In a more efficient manner, this LPL material is relevant under ambient conditions and even in an aqueous medium. Thus, it could be utilized as inks and comfortably patterned onto various substrates for different applications (for example, lighting the emergency sign), as well as dispersed in epoxy resin for easily fabricating luminous pearl.

This work not only provides a very unique example of an OLPL system that displays an hour-level of strong afterglow, but it also paves the way for the development and application of rare-earth-free OLPL materials.

Additional studies verified the origin of this strong OLPL.

As the researchers suggested, “Notably, photo-induced electron transfer properties of CDs had been studied previously, which demonstrated that CDs can serve as either electron donors or electron acceptors. Given these findings, photo-induced CT and CS states might be obtained by properly designing CDs-organic molecule blends, consequently producing LPL.”

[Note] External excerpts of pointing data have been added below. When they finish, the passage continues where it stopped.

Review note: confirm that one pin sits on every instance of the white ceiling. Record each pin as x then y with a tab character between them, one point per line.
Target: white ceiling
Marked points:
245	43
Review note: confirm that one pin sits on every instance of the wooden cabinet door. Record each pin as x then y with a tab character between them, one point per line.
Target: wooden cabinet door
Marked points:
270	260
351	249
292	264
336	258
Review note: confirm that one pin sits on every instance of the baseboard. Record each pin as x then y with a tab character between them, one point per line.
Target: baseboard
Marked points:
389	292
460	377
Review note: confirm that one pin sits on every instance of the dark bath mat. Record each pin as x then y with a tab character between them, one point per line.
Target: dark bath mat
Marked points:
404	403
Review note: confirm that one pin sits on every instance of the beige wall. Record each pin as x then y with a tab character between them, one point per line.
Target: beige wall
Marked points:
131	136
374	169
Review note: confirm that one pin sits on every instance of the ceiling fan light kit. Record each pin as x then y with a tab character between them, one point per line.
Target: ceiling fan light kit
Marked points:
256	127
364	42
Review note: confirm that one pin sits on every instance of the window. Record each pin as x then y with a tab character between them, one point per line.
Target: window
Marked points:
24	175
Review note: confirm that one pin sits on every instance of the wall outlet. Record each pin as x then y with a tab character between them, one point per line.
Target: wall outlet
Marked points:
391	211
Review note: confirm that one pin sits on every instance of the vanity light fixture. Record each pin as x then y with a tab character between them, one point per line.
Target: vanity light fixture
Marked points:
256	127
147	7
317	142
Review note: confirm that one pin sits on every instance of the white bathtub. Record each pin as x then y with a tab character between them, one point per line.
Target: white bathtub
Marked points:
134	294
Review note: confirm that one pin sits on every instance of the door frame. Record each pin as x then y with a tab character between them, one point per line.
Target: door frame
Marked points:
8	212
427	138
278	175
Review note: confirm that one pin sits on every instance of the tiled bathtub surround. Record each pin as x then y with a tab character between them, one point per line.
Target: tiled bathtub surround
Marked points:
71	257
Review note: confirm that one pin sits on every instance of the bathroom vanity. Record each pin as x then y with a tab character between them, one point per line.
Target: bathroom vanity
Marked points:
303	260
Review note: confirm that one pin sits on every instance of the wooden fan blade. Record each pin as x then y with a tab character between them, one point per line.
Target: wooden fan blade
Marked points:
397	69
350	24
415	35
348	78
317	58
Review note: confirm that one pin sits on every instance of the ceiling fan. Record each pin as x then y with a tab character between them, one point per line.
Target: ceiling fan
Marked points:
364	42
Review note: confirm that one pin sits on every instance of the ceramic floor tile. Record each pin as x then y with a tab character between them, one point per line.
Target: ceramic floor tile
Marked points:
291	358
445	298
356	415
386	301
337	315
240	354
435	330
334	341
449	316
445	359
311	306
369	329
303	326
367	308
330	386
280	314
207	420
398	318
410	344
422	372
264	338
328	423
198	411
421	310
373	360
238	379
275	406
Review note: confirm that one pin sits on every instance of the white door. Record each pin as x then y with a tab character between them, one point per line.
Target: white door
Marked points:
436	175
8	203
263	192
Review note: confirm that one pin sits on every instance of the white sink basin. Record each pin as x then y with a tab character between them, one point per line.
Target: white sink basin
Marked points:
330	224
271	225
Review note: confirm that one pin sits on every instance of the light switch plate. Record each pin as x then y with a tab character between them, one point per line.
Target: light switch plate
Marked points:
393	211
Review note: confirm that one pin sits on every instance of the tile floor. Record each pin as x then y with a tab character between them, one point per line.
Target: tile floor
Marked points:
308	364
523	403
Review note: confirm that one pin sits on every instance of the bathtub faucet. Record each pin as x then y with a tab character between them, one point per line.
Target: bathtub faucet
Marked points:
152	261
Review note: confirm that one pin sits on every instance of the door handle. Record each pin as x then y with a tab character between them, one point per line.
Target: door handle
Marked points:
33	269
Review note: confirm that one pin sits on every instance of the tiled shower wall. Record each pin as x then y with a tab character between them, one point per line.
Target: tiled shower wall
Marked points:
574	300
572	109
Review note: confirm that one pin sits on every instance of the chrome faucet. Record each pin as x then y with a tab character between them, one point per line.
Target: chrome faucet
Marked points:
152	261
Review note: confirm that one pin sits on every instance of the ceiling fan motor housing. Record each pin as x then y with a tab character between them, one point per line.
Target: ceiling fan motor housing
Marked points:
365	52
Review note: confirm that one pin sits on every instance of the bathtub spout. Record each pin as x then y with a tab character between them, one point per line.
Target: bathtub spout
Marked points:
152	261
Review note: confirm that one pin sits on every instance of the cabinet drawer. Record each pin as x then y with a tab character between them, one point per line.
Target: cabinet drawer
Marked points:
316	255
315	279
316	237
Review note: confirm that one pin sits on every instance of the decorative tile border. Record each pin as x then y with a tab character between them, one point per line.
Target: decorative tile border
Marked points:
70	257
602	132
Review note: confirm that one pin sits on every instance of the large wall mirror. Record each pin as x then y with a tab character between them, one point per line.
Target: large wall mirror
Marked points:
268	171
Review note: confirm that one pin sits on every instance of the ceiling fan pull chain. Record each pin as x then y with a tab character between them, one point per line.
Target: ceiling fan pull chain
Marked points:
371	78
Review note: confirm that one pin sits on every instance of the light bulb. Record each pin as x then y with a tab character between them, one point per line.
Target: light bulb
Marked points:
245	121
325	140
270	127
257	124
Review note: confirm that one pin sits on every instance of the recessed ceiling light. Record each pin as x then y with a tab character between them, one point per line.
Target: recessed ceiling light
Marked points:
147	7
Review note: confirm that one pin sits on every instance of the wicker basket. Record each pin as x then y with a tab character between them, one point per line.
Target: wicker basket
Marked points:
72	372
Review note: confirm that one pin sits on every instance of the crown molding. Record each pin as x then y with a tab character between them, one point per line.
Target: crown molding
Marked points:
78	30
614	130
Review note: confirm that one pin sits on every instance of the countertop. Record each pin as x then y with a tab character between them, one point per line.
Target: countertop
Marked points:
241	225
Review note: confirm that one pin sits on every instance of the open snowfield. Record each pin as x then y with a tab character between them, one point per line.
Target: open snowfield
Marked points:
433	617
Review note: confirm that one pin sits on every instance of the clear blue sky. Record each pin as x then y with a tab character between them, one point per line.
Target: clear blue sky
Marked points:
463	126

From the presence of CT and CS states verified by the systematic photophysical investigations, the LPL of m-CDs@CA originated from the exciplexes of m-CDs and CA. More significantly, the CA was in situ generated from urea during the microwave heating process and then bonded with m-CDs through C-N bond.

Such in situ fixing of CDs in CA crystals and the formation of a covalent bond between CA and m-CD play crucial roles in stiffening the micro-environment of CT and CS states of the exciplexes. Hence, it triggers LPL of m-CDs@CA and avoids its quenching from water and oxygen.

Thus, the scientists summarized that, “To realize such a purpose, the following conditions are needed to be considered: i) the energy levels of CDs and organic molecule should be fitted for electron transfer (i.e., the highest occupied molecular orbital (HOMO) and LUMO energy levels of donor being respectively higher than that of the acceptor);

“ii) CDs are better to be employed as the electron donors and immobilized into an appropriate electron-acceptor matrix, providing a rigid micro-environment to stabilize the CT and CS states; iii) formation of covalent bonds is preferred between the CDs and matrix molecule, so as to further stabilize the excited states and avoid quenching by oxygen and water.”

Such considerations could be preliminarily considered as the fundamental principles for developing and making CDs-based OLPL blends.

“This study developed a facile strategy to prepare OLPL materials that being applicable under ambient conditions, which could not only effectively expand the scope of CDs-related research and applications, but also offer a new idea for designing OLPL systems with robust features,” forecasted the researchers.